Reviewed by Karyn Bauer-Prévost


“I was 5 years old when I first started dancing in my father’s bistro. I was the main attraction.” Seventy-five years later, Roland Petit is still moving, and he was the unforgettable main attraction in Roland Petit raconte les chemins de la création, an autobiographical stroll through more than six decades of creativity that premiered in the Parisian suburb of Suresnes in February.

With his hands in the pockets of his loose-fitting black jeans, Petit, the eternal storyteller, lightheartedly yet passionately walked the audience through a retrospective of some of his favorite personal creations, describing how he progressed from being a lanky kid at the Paris Opéra Ballet to becoming the international figure he is today. As he had done in the early 1970s with the exhaustive 17-tome work of Marcel Proust—reading it, then breaking it down into the poetic dance Proust ou les Intermittences du coeur—Petit looked back on the extensive volume of his life, bringing to stage a fine selection of some of its most remarkable moments. One of them was Les Intermittences, superbly interpreted here by the graceful and expressive Lucia Lacarra and her partner, Jan Broeckx.
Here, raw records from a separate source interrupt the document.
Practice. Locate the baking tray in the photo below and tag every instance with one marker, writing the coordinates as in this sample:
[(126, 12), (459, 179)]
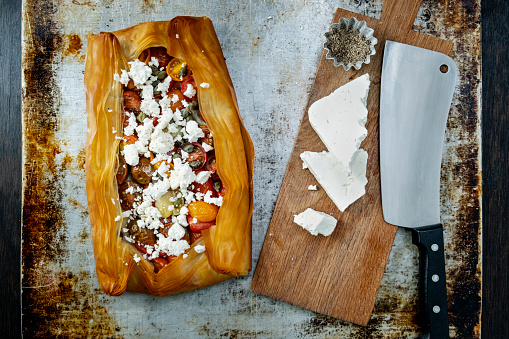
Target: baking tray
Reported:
[(272, 49)]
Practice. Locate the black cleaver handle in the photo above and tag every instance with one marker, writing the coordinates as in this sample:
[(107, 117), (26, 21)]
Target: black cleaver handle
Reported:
[(432, 286)]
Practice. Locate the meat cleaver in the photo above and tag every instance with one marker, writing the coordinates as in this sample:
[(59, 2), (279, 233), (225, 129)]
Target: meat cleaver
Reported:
[(416, 92)]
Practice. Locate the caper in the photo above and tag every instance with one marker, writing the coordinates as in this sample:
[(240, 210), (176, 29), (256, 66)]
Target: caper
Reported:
[(161, 75), (188, 148), (141, 117), (217, 186), (183, 71), (179, 203), (195, 164)]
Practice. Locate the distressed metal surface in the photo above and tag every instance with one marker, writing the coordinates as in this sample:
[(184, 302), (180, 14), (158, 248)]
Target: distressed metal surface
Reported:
[(61, 295)]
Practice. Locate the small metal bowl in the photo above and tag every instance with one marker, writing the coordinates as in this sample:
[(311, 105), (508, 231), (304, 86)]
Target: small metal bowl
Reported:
[(356, 26)]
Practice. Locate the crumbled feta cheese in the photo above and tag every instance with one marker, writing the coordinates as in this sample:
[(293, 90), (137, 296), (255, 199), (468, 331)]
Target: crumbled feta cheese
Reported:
[(123, 78), (316, 222), (193, 131), (199, 248), (190, 91), (153, 62), (203, 176), (139, 72), (131, 155), (163, 87)]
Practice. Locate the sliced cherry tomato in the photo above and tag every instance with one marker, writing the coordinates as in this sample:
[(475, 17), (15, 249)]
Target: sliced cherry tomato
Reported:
[(197, 155), (142, 172), (161, 55), (128, 140), (125, 119), (199, 226), (210, 165), (122, 169), (176, 69), (141, 235), (140, 248), (222, 192), (176, 103), (159, 263), (189, 80), (204, 188), (208, 136), (132, 101)]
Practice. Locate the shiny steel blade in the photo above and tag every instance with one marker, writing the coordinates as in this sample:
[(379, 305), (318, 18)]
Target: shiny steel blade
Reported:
[(414, 103)]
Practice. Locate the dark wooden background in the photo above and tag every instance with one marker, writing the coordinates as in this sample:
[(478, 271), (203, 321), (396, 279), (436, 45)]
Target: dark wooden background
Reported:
[(495, 165)]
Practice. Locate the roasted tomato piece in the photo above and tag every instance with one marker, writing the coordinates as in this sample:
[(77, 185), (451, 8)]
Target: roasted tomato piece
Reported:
[(176, 69), (142, 235), (164, 231), (127, 195), (197, 155), (194, 236), (204, 188), (122, 169), (159, 263), (145, 56), (199, 226), (210, 165), (132, 101), (161, 55), (176, 102), (125, 119), (186, 82), (222, 191), (142, 172), (202, 211), (208, 136)]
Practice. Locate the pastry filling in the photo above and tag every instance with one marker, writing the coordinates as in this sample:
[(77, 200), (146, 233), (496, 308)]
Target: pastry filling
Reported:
[(168, 185)]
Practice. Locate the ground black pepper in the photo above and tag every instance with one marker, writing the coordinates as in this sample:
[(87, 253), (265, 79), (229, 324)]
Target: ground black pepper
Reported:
[(347, 45)]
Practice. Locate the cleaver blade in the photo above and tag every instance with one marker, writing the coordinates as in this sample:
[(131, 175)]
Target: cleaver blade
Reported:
[(417, 86)]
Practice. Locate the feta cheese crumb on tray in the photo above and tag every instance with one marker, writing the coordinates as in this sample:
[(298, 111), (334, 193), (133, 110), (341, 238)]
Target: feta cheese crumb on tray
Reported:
[(316, 222)]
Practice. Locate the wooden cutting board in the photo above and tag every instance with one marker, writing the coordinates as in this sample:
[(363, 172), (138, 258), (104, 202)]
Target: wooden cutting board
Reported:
[(337, 275)]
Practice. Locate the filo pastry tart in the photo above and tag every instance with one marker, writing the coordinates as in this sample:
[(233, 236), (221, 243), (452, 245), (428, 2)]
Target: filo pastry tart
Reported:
[(222, 249)]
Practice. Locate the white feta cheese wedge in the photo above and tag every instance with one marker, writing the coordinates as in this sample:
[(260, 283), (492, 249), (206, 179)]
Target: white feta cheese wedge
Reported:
[(343, 184), (339, 118), (316, 222)]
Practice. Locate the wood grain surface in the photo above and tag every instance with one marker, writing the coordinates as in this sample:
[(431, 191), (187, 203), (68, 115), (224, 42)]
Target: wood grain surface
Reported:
[(337, 275), (10, 171), (495, 124)]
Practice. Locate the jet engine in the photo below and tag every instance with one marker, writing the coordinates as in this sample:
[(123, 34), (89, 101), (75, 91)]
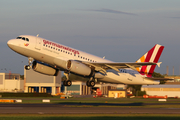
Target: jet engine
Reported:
[(74, 66), (44, 69)]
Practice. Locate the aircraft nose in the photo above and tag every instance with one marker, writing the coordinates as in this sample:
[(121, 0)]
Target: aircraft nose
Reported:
[(10, 43)]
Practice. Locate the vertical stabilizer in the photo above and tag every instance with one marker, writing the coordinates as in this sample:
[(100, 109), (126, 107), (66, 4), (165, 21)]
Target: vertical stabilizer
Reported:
[(152, 55)]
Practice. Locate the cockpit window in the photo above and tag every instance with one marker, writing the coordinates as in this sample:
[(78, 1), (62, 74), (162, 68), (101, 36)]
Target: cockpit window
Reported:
[(27, 39), (18, 37), (23, 38)]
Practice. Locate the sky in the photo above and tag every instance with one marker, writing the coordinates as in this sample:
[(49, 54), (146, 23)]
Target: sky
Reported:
[(120, 30)]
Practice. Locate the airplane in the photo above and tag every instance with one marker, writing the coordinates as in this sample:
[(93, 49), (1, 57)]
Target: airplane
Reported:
[(49, 58)]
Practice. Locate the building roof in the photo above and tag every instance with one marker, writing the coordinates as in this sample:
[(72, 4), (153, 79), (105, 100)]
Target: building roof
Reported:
[(161, 86)]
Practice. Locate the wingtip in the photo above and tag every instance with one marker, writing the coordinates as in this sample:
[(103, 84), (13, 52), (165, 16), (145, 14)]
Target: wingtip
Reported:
[(158, 64)]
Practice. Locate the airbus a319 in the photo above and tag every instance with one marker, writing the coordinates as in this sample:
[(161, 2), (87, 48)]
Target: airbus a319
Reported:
[(48, 58)]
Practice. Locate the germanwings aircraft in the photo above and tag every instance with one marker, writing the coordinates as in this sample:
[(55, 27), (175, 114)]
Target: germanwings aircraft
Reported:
[(48, 58)]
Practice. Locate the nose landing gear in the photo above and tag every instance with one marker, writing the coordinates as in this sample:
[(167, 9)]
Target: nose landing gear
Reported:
[(30, 60), (67, 82)]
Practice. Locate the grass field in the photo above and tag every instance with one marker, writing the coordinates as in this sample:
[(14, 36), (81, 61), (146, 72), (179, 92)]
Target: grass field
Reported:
[(111, 101), (93, 100), (91, 117)]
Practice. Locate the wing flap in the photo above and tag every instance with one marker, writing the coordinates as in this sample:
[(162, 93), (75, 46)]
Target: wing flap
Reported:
[(158, 78)]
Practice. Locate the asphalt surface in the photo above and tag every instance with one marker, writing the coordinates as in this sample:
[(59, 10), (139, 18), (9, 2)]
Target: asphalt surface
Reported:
[(83, 109)]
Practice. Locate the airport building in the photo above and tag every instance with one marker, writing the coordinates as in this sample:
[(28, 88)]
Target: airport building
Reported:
[(10, 82), (40, 83)]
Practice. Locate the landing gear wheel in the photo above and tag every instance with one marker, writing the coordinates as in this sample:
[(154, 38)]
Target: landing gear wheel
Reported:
[(90, 83), (27, 67), (67, 83)]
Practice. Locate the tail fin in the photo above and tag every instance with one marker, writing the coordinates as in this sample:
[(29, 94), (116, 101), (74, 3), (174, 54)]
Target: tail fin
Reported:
[(152, 55)]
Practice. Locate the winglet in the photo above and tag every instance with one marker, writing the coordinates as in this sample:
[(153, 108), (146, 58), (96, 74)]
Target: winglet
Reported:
[(158, 64)]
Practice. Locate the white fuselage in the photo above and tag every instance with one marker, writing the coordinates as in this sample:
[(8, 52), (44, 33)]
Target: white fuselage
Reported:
[(46, 51)]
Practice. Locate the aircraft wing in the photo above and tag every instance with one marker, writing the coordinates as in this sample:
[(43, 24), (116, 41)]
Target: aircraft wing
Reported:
[(116, 66), (158, 78)]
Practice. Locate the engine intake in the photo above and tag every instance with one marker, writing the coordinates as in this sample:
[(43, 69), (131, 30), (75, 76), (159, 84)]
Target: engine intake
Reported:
[(44, 69), (73, 66)]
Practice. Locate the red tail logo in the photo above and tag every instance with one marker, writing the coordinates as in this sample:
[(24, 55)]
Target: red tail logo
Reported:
[(152, 55)]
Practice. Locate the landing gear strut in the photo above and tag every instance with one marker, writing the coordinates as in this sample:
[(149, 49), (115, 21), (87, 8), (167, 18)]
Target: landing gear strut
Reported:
[(91, 82), (30, 60), (67, 82)]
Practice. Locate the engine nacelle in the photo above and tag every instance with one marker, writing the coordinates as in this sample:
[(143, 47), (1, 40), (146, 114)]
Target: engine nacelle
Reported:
[(79, 68), (44, 69), (73, 66)]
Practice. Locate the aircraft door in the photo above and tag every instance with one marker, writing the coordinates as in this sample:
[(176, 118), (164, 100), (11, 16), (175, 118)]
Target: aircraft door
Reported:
[(38, 43)]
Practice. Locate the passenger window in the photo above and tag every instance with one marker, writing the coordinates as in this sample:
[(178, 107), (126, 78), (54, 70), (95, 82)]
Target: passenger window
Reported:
[(27, 39), (18, 37)]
A choice group of young dancers, including Petit’s delightful assistant and faithful dancer, Luigi Bonino, performed excerpts of choreographies ranging from the tragic Le Jeune homme et la mort, created during the dramatic early post-war days of the Ballets des Champs-Elysées, to his unforgettably playful homages to Charlie Chaplin and Duke Ellington. The young Japanese dancer Ken Kikuchi, 20, for whom Petit dreams of creating a solo, energetically interpreted “Run Like Hell,” an excerpt from The Pink Floyd Ballet, designed for the Marseille Ballet in 1972. Video clips brought dance history to life: Rudolf Nureyev and Margot Fonteyn chuckled through rehearsals for one of the many shows Petit choreographed for them in London during the mid-1960s; Petit himself performed Carmen with his wife and longtime partner, Zizi Jeanmaire; and Jeanmaire strutted her way through the fantastically successful Mon truc en plumes.

After three hours of blissful reminiscences, complete with anecdotes from his working relationships with Pablo Picasso, Jean Cocteau, and his beloved Fred Astaire, for whom Petit calls for a tribute, spectators drifted into the night with the sensation that they had shared an intimate moment of living dance history.